Scene from The Nibelungs .
BY WALTER S. BLOEM
AUTHORIZED TRANSLATION FROM THE GERMAN
BY ALLEN W. PORTERFIELD
NEW YORK E. P. DUTTON & COMPANY 681 Fifth Avenue
Copyright, 1924 By E. P. Dutton & Company
All Rights Reserved
PRINTED IN THE UNITED STATES OF AMERICA
The influence of the moving picture on the souls of the various peoples of the earth has become so great that an attitude of indifference toward this marvelous invention is no longer permissible. We see ourselves forced to take a definite stand for it or against it; we are obliged to line up as friend or foe of the film. It is, however, no longer sufficient to oppose the moving picture in a spirit of indulgent contempt or fanatic hostility. All the world knows that there are more bad moving pictures than good ones, and that the moral and aesthetic tendency of a great many films is of a quite negligible nature. But if the moving picture were in reality the offspring of the Devil, as many theologians and academic demi-gods the world over contend, thinking people would be at once confronted with this insoluble problem: How does it come that thousands upon thousands of human beings scattered over the earth are laboring, with intense resignation and passionate zeal, to the end that the film may be made more perfect artistically and cleaner from a purely moral point of view? The striving after money has naturally something to do with their efforts. To offer this, however, as a final explanation of this unusual situation would be an idle method of reasoning. You cannot explain the joy these men are taking in their creative efforts in this way, for their souls are in their work.

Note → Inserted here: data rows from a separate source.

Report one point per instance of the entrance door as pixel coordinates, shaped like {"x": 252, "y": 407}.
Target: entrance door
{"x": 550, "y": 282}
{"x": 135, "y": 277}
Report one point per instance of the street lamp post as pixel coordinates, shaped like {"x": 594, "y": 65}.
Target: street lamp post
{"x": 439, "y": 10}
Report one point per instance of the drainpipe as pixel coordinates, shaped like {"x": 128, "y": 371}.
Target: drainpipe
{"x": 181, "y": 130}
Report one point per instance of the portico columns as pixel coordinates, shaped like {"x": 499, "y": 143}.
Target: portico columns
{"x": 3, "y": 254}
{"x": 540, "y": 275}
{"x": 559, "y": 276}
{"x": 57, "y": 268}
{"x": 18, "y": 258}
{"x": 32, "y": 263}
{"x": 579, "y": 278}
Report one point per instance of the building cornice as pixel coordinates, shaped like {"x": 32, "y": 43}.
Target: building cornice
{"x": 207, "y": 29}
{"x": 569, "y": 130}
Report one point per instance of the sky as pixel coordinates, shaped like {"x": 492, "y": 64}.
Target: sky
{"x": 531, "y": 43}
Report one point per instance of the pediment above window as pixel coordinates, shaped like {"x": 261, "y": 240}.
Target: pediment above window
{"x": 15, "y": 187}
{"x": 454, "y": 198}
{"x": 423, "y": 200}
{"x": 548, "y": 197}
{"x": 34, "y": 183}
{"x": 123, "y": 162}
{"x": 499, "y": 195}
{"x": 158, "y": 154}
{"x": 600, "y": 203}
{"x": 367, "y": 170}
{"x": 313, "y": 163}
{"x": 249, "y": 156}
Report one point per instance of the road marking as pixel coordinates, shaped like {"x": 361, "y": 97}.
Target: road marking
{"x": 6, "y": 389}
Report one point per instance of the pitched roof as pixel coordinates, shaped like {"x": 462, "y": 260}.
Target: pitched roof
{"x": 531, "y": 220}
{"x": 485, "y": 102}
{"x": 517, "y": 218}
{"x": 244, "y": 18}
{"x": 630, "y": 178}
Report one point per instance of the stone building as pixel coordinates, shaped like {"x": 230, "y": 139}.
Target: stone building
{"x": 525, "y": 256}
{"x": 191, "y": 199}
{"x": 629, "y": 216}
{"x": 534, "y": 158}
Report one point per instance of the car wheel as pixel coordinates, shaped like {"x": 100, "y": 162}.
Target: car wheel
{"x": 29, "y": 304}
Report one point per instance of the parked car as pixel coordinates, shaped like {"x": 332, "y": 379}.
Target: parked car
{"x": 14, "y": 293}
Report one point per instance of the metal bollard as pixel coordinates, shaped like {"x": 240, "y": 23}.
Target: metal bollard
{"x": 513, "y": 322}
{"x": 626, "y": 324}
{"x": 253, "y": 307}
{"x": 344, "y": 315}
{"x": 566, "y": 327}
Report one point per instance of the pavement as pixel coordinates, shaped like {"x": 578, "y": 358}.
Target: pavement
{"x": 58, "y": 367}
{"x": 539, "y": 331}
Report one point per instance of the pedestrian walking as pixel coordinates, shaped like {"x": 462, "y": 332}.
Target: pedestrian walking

To many thinking people, the real nature of the moving picture is wrapped in mystery; it is a brilliant and enigmatic riddle to them. They recognize, though they fail to comprehend, the fact that the moving picture, despised without restraint and condemned on general principles only the other day, has won an incomparable victory over the hearts of men—a victory, too, that will be all the greater and more beautiful once the psychic and moral perfection of the moving picture has been accomplished.